4 Mistakes to Avoid When Saddle-stitching
Saddle-stitching can be tricky business if you’re not quite sure which tools you should be using, how exactly to saddle-stitch in the first place or what the common beginner leatherworking pitfalls are!
But it doesn’t have to be a tricky process. Below i've listed 4 of the most common beginner mistakes (believe me, been there done that, don't want to go back!) and how to avoid them when saddle-stitching.
(**Don't have time to read the post? Click below to get the free Quick Action Guide for this post in a bulleted format.)
1 | Inconsistent stitch tension
Inconsistent stitch tension is a major no-no that you want to avoid when saddle-stitching. Stitch tension refers to how tightly you pull your threads during and after each stitch.
If the tension is inconsistent, meaning some stitches are pulled tighter then others, then that tightness or looseness is going to show up in your work in the form of puckered stitches or loose stitches.
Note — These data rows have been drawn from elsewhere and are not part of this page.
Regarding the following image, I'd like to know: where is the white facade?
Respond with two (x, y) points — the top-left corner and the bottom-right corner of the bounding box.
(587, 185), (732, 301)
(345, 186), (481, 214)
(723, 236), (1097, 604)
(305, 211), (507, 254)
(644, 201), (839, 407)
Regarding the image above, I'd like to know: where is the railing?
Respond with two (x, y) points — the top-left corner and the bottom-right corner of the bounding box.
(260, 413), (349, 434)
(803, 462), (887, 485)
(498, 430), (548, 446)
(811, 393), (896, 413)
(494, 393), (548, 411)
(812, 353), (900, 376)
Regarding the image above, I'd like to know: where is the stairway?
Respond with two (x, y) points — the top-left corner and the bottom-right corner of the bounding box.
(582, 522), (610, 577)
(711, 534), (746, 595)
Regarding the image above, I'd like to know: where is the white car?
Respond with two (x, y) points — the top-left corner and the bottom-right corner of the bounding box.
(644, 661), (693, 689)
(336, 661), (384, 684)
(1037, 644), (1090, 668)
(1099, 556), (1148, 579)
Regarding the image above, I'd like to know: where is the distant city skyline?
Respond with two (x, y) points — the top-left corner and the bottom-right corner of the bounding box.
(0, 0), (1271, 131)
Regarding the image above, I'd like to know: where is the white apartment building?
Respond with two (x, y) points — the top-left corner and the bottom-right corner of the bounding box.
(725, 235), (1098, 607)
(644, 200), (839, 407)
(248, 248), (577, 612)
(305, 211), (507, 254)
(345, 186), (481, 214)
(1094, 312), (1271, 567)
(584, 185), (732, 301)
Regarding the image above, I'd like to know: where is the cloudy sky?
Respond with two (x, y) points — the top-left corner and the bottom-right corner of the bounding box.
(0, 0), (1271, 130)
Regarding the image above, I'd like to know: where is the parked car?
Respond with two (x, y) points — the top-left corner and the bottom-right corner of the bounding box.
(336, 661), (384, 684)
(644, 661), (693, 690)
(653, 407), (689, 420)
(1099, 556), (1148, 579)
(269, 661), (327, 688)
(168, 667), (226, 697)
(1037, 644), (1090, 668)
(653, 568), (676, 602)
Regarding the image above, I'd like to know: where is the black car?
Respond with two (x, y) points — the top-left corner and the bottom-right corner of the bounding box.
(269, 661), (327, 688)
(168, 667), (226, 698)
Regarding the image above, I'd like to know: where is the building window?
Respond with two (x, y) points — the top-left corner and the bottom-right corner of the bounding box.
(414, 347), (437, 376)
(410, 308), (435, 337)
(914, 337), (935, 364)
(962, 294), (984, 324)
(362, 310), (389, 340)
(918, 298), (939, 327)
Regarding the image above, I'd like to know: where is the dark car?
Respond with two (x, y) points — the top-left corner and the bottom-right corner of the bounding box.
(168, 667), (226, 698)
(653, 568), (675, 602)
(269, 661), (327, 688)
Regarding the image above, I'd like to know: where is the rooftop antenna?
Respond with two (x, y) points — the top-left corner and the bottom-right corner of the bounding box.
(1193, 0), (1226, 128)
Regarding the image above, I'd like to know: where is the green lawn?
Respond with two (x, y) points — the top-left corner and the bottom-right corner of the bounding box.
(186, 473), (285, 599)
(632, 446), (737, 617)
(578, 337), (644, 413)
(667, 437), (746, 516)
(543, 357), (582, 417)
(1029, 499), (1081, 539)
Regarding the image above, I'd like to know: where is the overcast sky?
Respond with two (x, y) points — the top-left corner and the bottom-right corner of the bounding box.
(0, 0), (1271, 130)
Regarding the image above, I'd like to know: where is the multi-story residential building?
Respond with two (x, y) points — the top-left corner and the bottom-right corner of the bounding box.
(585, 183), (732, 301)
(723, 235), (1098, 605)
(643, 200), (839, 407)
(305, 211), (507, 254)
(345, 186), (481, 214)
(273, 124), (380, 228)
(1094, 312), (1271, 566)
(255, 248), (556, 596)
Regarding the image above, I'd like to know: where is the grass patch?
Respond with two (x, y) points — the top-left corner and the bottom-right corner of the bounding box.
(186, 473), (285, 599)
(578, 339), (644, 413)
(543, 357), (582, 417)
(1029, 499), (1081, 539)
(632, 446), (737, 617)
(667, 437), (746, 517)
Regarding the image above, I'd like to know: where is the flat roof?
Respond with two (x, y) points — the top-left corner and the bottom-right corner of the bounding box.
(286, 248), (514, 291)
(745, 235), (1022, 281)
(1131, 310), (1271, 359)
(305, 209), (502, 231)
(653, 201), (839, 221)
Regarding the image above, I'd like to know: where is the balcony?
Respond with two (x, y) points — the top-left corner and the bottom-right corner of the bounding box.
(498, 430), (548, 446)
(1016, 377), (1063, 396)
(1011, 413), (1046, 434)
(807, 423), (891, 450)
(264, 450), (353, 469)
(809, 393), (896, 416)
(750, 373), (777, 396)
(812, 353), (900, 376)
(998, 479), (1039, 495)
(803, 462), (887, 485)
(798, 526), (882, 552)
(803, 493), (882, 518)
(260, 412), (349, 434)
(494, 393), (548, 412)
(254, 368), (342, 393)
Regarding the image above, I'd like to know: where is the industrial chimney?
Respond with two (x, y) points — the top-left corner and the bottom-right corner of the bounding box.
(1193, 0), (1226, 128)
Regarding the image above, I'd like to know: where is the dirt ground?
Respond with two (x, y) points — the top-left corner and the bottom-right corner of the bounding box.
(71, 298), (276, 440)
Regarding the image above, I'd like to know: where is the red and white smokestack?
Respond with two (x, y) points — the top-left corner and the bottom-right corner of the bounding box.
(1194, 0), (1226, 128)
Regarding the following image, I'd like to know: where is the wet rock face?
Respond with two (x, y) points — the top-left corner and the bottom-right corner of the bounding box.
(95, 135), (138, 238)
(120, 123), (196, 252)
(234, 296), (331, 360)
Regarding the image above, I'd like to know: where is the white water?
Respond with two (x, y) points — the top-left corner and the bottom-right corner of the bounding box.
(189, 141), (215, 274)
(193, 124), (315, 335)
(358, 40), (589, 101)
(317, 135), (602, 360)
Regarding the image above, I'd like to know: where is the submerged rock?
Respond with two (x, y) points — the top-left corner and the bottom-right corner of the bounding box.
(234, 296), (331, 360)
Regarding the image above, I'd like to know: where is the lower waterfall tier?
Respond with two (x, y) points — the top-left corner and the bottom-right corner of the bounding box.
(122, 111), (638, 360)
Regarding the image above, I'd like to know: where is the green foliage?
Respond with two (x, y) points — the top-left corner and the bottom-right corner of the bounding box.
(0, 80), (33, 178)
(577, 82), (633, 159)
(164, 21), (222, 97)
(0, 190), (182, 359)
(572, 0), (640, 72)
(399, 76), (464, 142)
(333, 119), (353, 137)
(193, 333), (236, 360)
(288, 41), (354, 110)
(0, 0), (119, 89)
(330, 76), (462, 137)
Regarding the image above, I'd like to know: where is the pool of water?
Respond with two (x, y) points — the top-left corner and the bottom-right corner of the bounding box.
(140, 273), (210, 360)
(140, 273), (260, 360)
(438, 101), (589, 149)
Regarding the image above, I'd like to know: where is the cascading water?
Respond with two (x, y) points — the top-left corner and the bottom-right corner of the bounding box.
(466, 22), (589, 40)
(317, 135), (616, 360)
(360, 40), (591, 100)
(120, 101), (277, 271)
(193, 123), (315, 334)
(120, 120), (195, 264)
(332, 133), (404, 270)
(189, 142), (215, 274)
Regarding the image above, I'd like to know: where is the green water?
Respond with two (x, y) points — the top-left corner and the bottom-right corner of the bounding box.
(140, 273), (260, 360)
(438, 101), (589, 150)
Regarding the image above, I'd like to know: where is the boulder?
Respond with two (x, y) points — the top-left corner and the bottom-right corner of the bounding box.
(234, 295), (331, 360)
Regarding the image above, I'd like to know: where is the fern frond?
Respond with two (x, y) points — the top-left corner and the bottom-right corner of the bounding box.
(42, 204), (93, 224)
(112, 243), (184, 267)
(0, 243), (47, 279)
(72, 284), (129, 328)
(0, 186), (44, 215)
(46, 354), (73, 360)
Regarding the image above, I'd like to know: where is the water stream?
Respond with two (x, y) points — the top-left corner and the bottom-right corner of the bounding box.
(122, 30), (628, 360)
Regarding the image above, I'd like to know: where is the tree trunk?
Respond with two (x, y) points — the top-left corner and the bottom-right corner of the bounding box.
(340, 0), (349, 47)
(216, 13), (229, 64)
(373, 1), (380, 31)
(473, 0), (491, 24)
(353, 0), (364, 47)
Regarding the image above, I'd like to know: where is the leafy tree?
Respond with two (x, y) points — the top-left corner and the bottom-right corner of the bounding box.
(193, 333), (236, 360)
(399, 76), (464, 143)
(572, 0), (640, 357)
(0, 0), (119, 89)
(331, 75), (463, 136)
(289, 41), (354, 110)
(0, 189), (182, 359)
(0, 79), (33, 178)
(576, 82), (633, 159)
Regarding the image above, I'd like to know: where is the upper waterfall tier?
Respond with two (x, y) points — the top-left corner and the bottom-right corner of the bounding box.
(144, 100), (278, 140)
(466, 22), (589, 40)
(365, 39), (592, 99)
Instead, when you pull the threads after each stitch make sure you are pulling with the same gentle force each time and that each stitch is consistent.
Not to tight and not too loose.
2 | Puncturing threads with your needles
Obviously, you don’t want to be doing this. During saddle-stitching you’ve got your 2 needles on either side of your work and with each stitch you’re passing these threaded needles past one another inside the work ultimately crossing them over to the opposite sides of your work.
When you're first learning how to saddle-stitch one of the most common mistakes is that one of your needles 'runs into' or punctures the thread that it is passing. So when you’re saddle-stitching, make sure and be aware that your needles are not piercing or running through the other thread. You want them to play nice and wave as they pass by each other.
If your needles go through the stitch hole easily then chances are, you have not punctured either thread. However, if one of the threaded needles sticks and the stitch cannot be completed, then you have probably pierced your thread and you need to stop and fix the mistake.
3 | Not moving your project in the clam or pony as you go
Whether you’re using a clam or pony the message is the same. Continuously re-position your work in your clam/pony as you stitch. You want your work to be centered and the clam/pony to be cradling it at the point where you are stitching.
You don't want to be stitching a part of your wallet for example, and have it hanging outside of the jaws of the clam. This leaves your work floppy and could affect your stitching tension, angle of of your awl (if you're using one) and ultimately produce poorly executed stitches.
You work will benefit from being snugly held in place within the clam/pony jaws while stitching. You'll be able to maintain control over your stitches and help keep the tension consistent as well.
4 | Eyeballing the length of thread that you need
That last thing you want to happen is to get to the end of your stitching line, a mere 5 stitches away from finishing and then realize that you don’t have enough thread to complete your line of saddle-stitching.
This can be a tough one to fix.
Instead, before you cut your thread just remember the 4x rule. Cut a length of thread 4 times the length of your project plus a few inches for good measure. You might end up wasting a few inches here and there, but that is a much better scenario then running out of thread before you can finish you stitching.